Machine Learning, Computer Vision and Natural Language Processing with Python

Warith Harchaoui, Mohamed Chelali, Matias Tassano and Pierre-Louis Antonsanti
Special thanks to Azedine Mani

Since December 2018
Updated in October 2024

Top

Introduction
Programming in Artificial Intelligence?
Installation of Artificial Intelligence toolboxes
Conclusion

Introduction

Top

Artificial Intelligence needs heavy computations. During the 2010s, the Deep Learning community paved the way of hardware acceleration by historically Graphics Processing Units (GPU) diverted from its original usage for the benefits of Applied Mathematics Research beyond Graphics. The aim of this webpage is to present a basic cheat sheet for programming in Machine Learning (i.e. Statistical Learning, Pattern Recognition, Artificial Intelligence, Data Science) for tremendous applications such as in Computer Vision, Sound Processing and Natural Language Processing.

To the best of our knowledge, there is two hardware and software solutions for Machine Learning computations acceleration:

CUDA acceleration thanks to NVIDIA GPUs. CUDA is a C/C++ dialect for massive parallelization that provides 40x, 100x speed compared to regular CPU computations. As a research scientist, you can for a free NVIDIA GPU thanks to the NVIDIA Research promotion initative.
Apple M1 is neither a CPU nor a GPU, it combines on the same chip without motherboard intermediate a CPU, GPU, Controller hub, RAM and an additional Neural Engine. As of today, more and more software is compiled for direct usage for Apple M1 without learning a new programming language while still leveraging the hardware acceleration.

For these kind of accelerations in scientific programming outside Apple M1 and NVIDIA, in spite of high hopes regarding OpenCL (the equivalent non-proprietary and open version of CUDA), there is no other realistic way in terms of research community contributions to perform Machine Learning, Computer Vision and Natural Language Processing in high-level languages (i.e. non-C/C++) with modern toolboxes but it is worth encouraging shy initiatives yet like DeepCL and PlaidML.

This page has been extensively used in the MAP5 lab in Applied Mathematics to conduct research in Machine Learning (ML), Computer Vision (CV) and Natural Language Processing (NLP) in Python. Please feel free to contact Warith Harchaoui, for improvements and suggestions.
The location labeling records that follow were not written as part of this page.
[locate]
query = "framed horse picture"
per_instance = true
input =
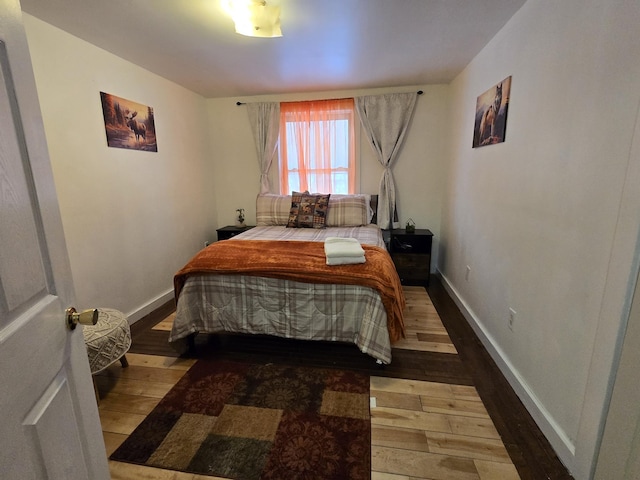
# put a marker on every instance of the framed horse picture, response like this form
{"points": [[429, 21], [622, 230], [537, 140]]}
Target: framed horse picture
{"points": [[491, 115], [128, 124]]}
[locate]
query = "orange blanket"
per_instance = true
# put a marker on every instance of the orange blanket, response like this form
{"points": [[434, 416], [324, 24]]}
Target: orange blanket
{"points": [[304, 262]]}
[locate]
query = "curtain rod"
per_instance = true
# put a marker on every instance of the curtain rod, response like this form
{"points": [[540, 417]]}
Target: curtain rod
{"points": [[419, 92]]}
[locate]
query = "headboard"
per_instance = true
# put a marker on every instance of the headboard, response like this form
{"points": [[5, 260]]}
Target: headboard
{"points": [[373, 203]]}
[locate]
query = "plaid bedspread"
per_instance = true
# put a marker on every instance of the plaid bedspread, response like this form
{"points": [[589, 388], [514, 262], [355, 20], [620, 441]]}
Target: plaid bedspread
{"points": [[285, 308]]}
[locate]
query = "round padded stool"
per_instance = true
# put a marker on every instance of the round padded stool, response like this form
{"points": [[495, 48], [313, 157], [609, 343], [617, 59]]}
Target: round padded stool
{"points": [[108, 340]]}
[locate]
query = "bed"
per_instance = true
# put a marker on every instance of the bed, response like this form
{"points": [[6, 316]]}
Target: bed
{"points": [[273, 279]]}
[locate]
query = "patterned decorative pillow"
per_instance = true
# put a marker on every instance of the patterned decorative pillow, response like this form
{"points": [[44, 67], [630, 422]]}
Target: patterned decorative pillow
{"points": [[348, 211], [308, 210], [272, 209]]}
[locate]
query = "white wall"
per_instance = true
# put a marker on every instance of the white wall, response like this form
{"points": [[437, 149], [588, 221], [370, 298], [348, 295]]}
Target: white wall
{"points": [[537, 218], [131, 218], [419, 171]]}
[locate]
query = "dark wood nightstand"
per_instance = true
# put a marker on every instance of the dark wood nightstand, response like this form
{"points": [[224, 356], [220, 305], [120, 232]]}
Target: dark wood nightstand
{"points": [[225, 233], [411, 254]]}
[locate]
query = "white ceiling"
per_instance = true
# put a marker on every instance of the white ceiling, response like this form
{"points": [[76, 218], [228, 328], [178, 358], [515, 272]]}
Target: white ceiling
{"points": [[326, 44]]}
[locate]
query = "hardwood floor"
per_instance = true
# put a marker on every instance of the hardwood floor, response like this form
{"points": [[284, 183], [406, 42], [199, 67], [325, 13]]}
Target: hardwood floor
{"points": [[443, 410]]}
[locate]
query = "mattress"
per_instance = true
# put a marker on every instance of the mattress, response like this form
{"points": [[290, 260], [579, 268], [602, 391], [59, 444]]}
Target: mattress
{"points": [[211, 303]]}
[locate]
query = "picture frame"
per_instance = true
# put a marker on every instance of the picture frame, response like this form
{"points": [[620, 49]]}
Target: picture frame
{"points": [[492, 107], [128, 124]]}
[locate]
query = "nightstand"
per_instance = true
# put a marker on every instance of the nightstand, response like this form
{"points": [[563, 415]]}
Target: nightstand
{"points": [[225, 233], [411, 254]]}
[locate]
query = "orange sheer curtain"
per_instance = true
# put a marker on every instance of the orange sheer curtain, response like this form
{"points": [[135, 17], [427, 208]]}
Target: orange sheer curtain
{"points": [[316, 147]]}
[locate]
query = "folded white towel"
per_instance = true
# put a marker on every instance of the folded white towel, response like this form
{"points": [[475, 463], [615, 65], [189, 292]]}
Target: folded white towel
{"points": [[342, 247], [345, 260]]}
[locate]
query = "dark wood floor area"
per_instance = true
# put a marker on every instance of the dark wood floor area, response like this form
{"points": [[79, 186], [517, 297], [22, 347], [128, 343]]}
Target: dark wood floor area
{"points": [[529, 450]]}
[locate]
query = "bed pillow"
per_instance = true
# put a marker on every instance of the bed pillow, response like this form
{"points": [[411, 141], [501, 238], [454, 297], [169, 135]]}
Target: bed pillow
{"points": [[272, 209], [308, 210], [348, 211]]}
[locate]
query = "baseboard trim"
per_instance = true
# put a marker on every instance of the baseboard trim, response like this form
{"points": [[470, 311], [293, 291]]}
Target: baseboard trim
{"points": [[558, 439], [150, 307]]}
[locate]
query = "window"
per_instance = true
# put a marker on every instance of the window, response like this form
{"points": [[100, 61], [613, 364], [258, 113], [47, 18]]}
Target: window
{"points": [[317, 151]]}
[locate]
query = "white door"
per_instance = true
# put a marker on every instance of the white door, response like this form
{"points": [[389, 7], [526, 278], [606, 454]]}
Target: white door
{"points": [[49, 424]]}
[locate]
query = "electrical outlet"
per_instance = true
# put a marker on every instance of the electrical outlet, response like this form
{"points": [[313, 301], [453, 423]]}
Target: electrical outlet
{"points": [[512, 318]]}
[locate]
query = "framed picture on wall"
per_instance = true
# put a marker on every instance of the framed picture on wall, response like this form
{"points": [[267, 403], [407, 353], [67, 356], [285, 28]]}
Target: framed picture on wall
{"points": [[491, 115], [128, 124]]}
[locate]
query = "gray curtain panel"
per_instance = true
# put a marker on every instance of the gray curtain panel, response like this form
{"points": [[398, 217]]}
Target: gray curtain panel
{"points": [[385, 119], [265, 125]]}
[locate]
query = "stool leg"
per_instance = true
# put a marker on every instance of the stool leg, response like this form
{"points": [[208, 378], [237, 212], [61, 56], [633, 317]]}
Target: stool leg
{"points": [[95, 389], [124, 362]]}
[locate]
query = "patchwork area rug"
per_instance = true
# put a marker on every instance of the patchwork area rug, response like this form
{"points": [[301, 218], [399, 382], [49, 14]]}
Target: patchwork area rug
{"points": [[244, 421]]}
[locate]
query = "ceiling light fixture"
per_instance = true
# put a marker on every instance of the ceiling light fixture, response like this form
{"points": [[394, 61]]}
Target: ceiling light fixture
{"points": [[254, 18]]}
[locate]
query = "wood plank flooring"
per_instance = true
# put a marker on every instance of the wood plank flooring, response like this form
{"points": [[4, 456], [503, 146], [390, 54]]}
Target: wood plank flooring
{"points": [[430, 421]]}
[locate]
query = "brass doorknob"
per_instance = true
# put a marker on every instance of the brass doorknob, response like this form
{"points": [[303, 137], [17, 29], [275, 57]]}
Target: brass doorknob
{"points": [[86, 317]]}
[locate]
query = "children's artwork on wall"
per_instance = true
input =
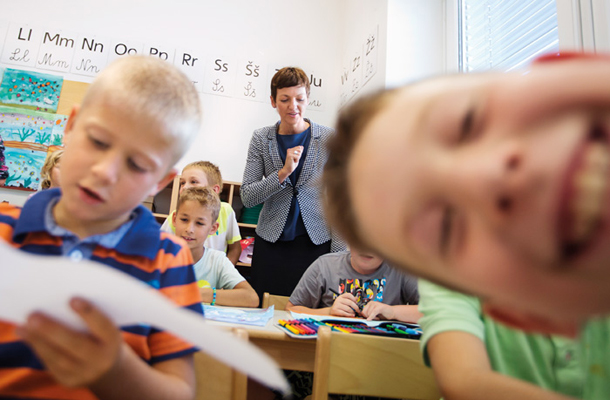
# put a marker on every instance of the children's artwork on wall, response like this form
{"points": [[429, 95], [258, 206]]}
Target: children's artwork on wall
{"points": [[28, 136], [32, 90], [57, 134]]}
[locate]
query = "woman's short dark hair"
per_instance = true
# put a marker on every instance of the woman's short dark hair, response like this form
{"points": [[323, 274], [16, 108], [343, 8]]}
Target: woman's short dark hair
{"points": [[288, 77]]}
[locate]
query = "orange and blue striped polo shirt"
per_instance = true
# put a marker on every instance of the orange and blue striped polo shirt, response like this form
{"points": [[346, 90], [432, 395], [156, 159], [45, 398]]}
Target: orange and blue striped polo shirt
{"points": [[155, 257]]}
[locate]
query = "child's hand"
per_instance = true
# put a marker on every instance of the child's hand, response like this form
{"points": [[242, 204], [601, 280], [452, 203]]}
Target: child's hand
{"points": [[345, 306], [376, 310], [75, 358]]}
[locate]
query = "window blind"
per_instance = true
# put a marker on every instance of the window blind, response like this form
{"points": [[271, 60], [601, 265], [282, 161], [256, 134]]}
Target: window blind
{"points": [[505, 34]]}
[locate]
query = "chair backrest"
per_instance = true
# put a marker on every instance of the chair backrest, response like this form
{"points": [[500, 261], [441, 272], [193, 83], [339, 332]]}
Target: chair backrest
{"points": [[212, 377], [368, 365], [275, 300]]}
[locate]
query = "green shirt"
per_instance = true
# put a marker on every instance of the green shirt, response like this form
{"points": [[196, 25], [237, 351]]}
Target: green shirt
{"points": [[596, 351], [553, 363]]}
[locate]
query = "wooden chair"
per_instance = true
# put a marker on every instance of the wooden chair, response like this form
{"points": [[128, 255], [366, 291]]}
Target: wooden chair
{"points": [[370, 366], [275, 300], [216, 380]]}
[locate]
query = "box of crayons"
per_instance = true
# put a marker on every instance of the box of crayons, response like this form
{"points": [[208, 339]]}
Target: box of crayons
{"points": [[307, 328]]}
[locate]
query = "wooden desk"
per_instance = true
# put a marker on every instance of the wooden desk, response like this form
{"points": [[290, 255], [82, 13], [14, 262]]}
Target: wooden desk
{"points": [[289, 353]]}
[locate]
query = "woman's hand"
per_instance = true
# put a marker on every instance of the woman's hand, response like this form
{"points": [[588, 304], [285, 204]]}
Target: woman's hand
{"points": [[293, 156]]}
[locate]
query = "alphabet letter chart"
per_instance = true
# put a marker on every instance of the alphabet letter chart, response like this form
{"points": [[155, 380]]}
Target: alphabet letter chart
{"points": [[86, 54], [359, 65]]}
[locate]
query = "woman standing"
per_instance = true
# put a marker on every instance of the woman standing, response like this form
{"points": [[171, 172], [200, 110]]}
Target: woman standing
{"points": [[283, 170]]}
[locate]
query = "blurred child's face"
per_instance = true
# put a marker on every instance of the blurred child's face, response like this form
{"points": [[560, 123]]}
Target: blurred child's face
{"points": [[363, 262], [194, 223], [113, 159], [496, 184], [193, 177]]}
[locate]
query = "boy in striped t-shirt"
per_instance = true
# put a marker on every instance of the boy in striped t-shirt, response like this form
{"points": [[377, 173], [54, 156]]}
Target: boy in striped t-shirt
{"points": [[136, 120]]}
Programming in Artificial Intelligence?

Top

Depending on the decade, we observe several changes in the Machine Learning (ML) corporate and academic environments: Java, Matlab, Python. In this section we observe that trillion-dollar companies chose Python with associated funding and research community. For these reasons, we strongly recommend Python for your ML projects to adapt to scientific and industrial trends. Choosing Python for prototyping has nothing to do with our personal tastes, we just follow our contemporary trend. Nevertheless, people using R or even Java can still use ONNX-R and DL4J. There is also an emerging trend in Rust for Machine Learning. Let's stay open-minded!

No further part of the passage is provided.